Disagreements are a surefire sign of passion and involvement. They make us humans, they involve us in the topic at hand and give us a sense of belonging. Then why are they so painful and why do they lead to so much division? I have a couple of theories.
- Too many people are used to disagreements. The minute there is an option to agree or disagree, they want to be sure to get their end of the story in. I think a lot of people think that disagreeing somehow will make things better in the long run and it is their responsibility to make sure everything is perfect according to them. Anecdote to that is to think about the cases in your life where disagreeing has led to a positive outcome and how that positive outcome was reached in spite of the disagreement.
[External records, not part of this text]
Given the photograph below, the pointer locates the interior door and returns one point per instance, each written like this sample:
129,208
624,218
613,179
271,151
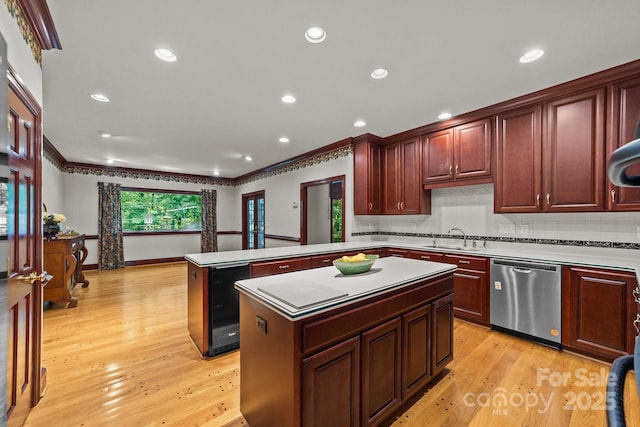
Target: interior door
253,220
24,230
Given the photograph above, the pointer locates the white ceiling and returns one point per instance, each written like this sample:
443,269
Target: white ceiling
236,58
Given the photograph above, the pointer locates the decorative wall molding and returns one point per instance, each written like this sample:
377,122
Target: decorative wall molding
35,24
330,152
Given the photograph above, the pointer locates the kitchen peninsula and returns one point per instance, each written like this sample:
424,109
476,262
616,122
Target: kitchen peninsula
321,348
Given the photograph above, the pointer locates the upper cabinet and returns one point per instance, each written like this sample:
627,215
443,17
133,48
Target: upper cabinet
558,168
367,176
624,117
402,189
462,153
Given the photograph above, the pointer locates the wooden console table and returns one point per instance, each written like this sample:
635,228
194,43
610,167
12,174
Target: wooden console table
63,259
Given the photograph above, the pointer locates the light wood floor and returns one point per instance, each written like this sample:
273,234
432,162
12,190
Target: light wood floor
123,358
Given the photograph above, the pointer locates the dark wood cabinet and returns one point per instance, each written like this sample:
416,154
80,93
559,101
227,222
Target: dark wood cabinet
459,153
598,310
367,176
267,268
518,181
331,390
442,334
381,371
402,190
624,102
573,162
63,259
471,288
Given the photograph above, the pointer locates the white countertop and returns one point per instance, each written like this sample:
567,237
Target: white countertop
386,274
623,259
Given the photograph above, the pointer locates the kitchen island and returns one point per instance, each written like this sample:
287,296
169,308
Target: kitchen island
319,348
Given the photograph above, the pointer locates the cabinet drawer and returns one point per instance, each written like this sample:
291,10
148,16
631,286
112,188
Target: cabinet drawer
268,268
425,256
468,262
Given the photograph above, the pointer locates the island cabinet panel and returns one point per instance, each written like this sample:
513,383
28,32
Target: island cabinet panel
624,122
471,288
331,390
367,177
416,349
598,311
268,268
381,372
573,155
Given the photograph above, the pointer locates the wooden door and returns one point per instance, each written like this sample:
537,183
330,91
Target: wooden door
25,378
411,200
624,119
416,349
253,220
573,157
598,311
391,178
331,386
518,183
438,156
472,150
381,379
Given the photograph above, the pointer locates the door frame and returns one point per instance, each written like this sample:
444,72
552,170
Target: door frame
245,232
304,187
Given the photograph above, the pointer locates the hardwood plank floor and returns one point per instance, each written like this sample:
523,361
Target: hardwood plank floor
123,358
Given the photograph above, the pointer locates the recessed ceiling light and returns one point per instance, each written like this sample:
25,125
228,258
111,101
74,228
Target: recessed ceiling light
315,34
99,97
531,56
165,55
379,73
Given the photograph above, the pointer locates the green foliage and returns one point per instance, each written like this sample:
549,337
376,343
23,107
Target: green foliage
149,211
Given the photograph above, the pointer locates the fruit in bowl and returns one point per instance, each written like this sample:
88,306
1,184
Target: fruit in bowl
359,263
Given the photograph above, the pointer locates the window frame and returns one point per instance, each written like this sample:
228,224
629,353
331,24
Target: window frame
163,232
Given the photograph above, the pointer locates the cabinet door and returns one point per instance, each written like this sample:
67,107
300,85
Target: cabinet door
412,199
367,162
442,335
472,150
598,311
574,153
438,156
518,181
331,386
381,381
416,349
392,176
625,114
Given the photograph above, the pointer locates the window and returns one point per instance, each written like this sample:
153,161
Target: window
145,210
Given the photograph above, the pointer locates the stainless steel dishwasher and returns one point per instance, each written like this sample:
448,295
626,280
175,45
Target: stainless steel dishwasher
525,298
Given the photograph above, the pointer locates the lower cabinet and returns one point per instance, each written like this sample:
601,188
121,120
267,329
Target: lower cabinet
598,311
363,380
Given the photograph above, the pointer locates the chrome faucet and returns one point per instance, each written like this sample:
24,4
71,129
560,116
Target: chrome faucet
464,235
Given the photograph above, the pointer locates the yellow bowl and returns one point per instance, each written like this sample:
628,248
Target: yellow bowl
355,267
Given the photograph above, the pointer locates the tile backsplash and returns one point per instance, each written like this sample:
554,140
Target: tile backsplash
471,209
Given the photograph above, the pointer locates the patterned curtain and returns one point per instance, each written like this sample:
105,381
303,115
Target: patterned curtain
110,247
209,234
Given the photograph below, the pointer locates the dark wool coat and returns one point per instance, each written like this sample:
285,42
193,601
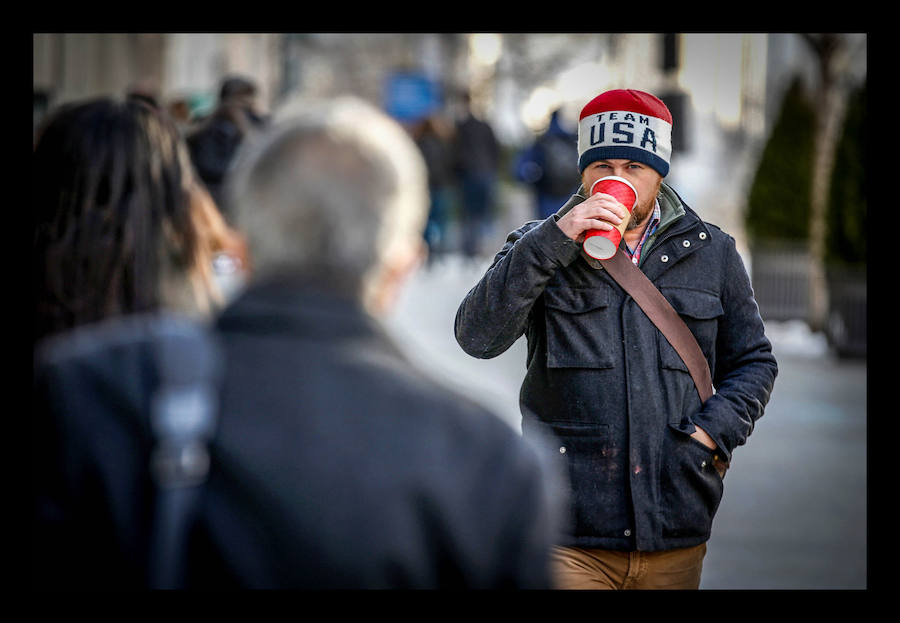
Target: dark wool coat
602,378
335,464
- Too many people are used to having their disagreements discarded and their voice not heard. Since they think that they will be ignored anyways, they try even harder to be heard. As they get desperate, their counterpart pushes out their opinion quicker, thus resulting in discord. An anecdote to not having your opinion heard is to think of the other party. Have you paid attention to them while they were explaining their position? Can you put yourself in their position for a minute?
- People disagree because they care. However, we are conditioned to care more about the topic of disagreement than about the person we are disagreeing with. This idea came to being because I have often found myself not caring about the issue that I had a huge argument about, but caring more about the person I have been arguing with, when I have let enough time pass after the argument. If I felt that way during the argument, I would not have let the argument happen.
- People disagree because they are disgruntled about something else, but the disagreement allows them to vent their frustration/anger on the present issue. This cause increased discomfort because the opinions seem strained and reaching. Would you have disagreed on this topic if you were in a happy state of mind? If not, how will you get there?
Now I think that it is very important to disagree. But I think that we should get into a disagreement with the right state of mind and be ready to accept the outcome of the disagreement, whatever that might be.
A few questions to ask yourself when you get caught in a quagmire of disagreements and arguments.
- How much does this mean to me? Can I live without it?
- If I was in a happy place (think Happy Gilmore Happy Place), would I still be saying/doing the same thing?
- Am I listening to the opposing party? Could I explain their position to them?
- Has the opposing party listened to what I have to say? Are they paying attention to me? Can they explain my position to me? Have I asked them that?
- Am I choosing my battles? Do I really care about the issue or is it something else?
- Do I have an exit strategy? Am I just building boundaries with no compromise in sight? Am I giving the opposing party an option to come to a conclusion?
- And last, but not the least, am I too angry to think straight?
How do you calm yourself? Disagreements and arguments work well for all of us and that is why we have successful relationships throughout our lives (preponderance of us). What techniques work best? What is different about those disagreements?